Conjectures 111-113 from "100 Conjectures from the OEIS"

[David Wilson]

> I would like to see your method, as mine was so clumsy.

A number n is divisible by b+1 iff the alternating sum of its digits is 
divisible by b+1.  This is the basis for "casting out elevens", a base-10 
test for divisibility by 11.  The base 2 case says that a number is 
divisible by 3 iff the alternating sum of its base-2 digits is divisible by 
3, that is to say, n is divisible by 3 iff A065359(n) is divisible by 3.

Also, it is easy to show that a base 2 number has an even (odd) number of 
1's in its base 2 representation iff the alternating sum of its base 2 
digits is even (odd). That is, n is evil (odious) iff A065359(n) is even 
(odd).

Together, these observations allow us to conclude that n is an evil (odious) 
multiple of 3 iff A065359(n) is an even (odd) multiple of 3.

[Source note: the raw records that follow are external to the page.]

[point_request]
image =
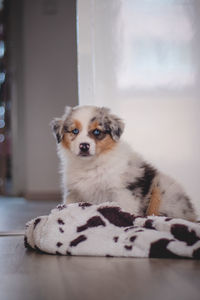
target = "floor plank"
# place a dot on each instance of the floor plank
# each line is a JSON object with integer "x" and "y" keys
{"x": 25, "y": 274}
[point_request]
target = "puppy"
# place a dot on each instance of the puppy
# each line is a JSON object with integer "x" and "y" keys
{"x": 96, "y": 166}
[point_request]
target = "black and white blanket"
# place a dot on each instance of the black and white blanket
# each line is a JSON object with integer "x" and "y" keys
{"x": 106, "y": 230}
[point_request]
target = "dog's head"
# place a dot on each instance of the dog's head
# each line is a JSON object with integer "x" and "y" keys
{"x": 88, "y": 130}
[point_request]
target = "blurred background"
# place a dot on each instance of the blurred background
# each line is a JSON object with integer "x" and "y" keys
{"x": 138, "y": 57}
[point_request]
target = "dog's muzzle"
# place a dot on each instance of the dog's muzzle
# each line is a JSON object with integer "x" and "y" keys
{"x": 84, "y": 149}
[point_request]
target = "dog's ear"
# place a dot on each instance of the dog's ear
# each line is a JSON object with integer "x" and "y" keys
{"x": 57, "y": 124}
{"x": 113, "y": 124}
{"x": 115, "y": 127}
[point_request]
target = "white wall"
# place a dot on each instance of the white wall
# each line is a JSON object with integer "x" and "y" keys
{"x": 49, "y": 84}
{"x": 141, "y": 58}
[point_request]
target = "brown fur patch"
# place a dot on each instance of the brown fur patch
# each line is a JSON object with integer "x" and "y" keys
{"x": 105, "y": 144}
{"x": 69, "y": 136}
{"x": 94, "y": 125}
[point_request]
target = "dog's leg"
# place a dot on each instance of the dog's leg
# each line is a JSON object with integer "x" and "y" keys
{"x": 154, "y": 204}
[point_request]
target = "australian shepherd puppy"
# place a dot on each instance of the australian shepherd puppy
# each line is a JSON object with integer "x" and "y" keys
{"x": 97, "y": 166}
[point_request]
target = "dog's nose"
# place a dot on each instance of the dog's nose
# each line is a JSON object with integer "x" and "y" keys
{"x": 84, "y": 147}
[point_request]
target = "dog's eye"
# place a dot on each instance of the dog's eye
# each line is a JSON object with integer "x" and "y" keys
{"x": 75, "y": 131}
{"x": 96, "y": 132}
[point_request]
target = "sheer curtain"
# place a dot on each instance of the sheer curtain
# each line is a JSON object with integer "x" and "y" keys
{"x": 141, "y": 59}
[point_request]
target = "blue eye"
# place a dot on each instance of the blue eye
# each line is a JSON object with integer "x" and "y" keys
{"x": 96, "y": 132}
{"x": 75, "y": 131}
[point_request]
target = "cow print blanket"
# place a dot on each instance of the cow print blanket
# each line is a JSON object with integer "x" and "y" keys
{"x": 106, "y": 230}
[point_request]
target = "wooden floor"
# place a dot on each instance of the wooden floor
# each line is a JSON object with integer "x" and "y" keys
{"x": 27, "y": 275}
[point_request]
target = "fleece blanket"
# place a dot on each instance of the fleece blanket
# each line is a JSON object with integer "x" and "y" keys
{"x": 107, "y": 230}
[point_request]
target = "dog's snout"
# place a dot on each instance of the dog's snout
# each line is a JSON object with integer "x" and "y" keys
{"x": 84, "y": 147}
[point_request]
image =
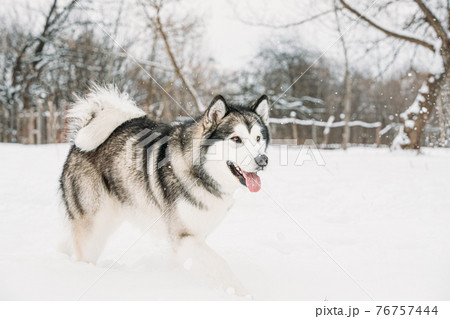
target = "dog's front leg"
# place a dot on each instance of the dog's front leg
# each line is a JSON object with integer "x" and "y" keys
{"x": 196, "y": 256}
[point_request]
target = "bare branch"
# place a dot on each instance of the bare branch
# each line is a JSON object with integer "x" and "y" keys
{"x": 433, "y": 20}
{"x": 390, "y": 33}
{"x": 283, "y": 26}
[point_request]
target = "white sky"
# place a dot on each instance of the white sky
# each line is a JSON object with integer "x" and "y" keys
{"x": 232, "y": 43}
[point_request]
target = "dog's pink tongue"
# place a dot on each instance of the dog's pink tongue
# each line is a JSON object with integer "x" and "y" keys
{"x": 253, "y": 181}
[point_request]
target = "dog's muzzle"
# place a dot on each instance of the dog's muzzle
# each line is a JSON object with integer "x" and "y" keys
{"x": 262, "y": 160}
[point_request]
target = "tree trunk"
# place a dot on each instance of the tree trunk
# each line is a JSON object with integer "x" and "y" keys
{"x": 347, "y": 109}
{"x": 416, "y": 116}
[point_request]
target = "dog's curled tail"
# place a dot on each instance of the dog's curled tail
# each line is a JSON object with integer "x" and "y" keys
{"x": 92, "y": 119}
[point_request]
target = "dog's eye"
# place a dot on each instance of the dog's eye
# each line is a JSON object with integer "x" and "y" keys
{"x": 237, "y": 139}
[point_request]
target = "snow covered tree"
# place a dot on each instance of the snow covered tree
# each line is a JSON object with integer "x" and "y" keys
{"x": 424, "y": 25}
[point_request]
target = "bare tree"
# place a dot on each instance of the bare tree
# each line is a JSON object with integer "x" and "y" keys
{"x": 155, "y": 22}
{"x": 347, "y": 82}
{"x": 415, "y": 117}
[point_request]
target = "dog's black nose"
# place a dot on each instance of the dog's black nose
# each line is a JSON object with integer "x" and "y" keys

So if A065359(n) = 3 or -3, then n is an odious multiple of 3, and if 
A065359(n) = 0, then n is an evil multiple of 3.  That is to say, 
conjectures 111 and 112 are true.

Since A065359((4^n-1)/3) = n and A065359(2*(4^n-1)/3) = -n, the range of 
A065359 is Z. Specifically, there will be some n for which A065359(n) = 9, 
this n must be an odious multiple of 3. This n is an odious multiple of 3 
for which A065359(n) is neither 3 nor -3.  Likewise, there exists n with 
A065359(n) = 6, this n is an evil multiple of 3 for which A065359(n) is not 
0.  This means that Ralf's conjectures on A065359 are incorrect (because the 
implication does not apply in the backward direction).